Tous autant que nous sommes (ou du moins, restons modestes, une partie
d'entre nous) avons choisi la spéléo, entre toutes les activités possibles
et imaginables, pour un tas de raisons variées. J'ai l'outrecuidance
de penser que l'esprit de liberté qui a soufflé longtemps sur
la spéléo et cette sensation de dépassement de la monotone existence
quotidienne y sont pour quelque chose. Quand au bord de l'abîme vous
vous préparez à attaquer la plongée obscure, vous ressentez, j'en
suis certain, cette agréable impression de liberté. Quel orgueil !
Au moment d'entreprendre la découverte d'une cavité qui s'offre à
un être humain pour la première fois depuis sa création, avouons que
la sensation d'être, un petit peu plus que d'ordinaire, maître de
soi et du monde, nous titille. Quelle vanité !

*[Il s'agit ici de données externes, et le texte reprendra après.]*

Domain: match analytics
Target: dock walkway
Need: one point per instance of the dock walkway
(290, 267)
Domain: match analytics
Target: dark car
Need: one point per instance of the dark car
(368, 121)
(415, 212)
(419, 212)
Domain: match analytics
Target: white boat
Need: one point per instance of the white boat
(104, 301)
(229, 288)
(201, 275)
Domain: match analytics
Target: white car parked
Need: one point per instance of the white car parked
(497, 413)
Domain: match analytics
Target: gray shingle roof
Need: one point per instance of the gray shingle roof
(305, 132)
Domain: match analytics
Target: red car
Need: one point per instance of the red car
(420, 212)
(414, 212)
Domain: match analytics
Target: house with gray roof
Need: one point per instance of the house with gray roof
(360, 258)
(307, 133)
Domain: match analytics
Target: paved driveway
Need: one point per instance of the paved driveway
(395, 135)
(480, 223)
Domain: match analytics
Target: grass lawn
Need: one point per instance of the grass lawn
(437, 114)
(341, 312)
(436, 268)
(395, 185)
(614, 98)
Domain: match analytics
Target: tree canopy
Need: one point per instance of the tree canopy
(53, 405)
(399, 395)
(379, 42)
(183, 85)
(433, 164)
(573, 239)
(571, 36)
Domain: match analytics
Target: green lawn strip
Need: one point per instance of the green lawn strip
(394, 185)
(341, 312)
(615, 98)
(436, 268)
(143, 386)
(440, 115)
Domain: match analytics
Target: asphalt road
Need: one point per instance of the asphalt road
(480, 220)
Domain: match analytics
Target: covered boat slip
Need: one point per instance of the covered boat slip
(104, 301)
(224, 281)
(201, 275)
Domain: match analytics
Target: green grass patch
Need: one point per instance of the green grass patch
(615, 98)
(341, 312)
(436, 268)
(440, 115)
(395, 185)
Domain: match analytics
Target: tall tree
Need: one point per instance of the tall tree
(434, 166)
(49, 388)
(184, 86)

Dans ces moments-là, terminés les règlement, assurance, fédération,
permis à points, tampon ou carte : on se sentirait plus oiseau
que fourmi, plus renard que brebis. Malheureusement, depuis quelques
temps déjà on voit le vent changer (loi sur les associations, conventions
diverses). Des vautours tournent autour de notre petit îlot de liberté
illusoire et fragile. Les plongeurs, les grimpeurs ont déjà vu la
loi et l'organisation mettre de l'ordre et de la compétition dans
leur discipline. Bien avant eux, au début du siècle, les aéronautes
de pionniers un peu fous à qui on rogna les ailes, devinrent bien
vite des pilotes galonnés revêtus d'uniformes.
Si un point commun nous anime, je crois pouvoir dire que c'est un
peu cet amour de la liberté, cette indépendance d'idées que l'on voudrait
sauvegarder. Paradoxalement, nous devons nécessairement nous organiser
et parfois même réglementer un peu, dans un souci de sécurité mais
surtout afin que chacun se sente responsable et donc libre de ses
actes.
Profitez bien des jours présents, certains disent que la diminution
des libertés est dans l'ordre des choses (POUAHHH), personnellement
je préfère plagier un canard bien connu et dire que la
liberté ne s'use que quand on ne s'en sert pas.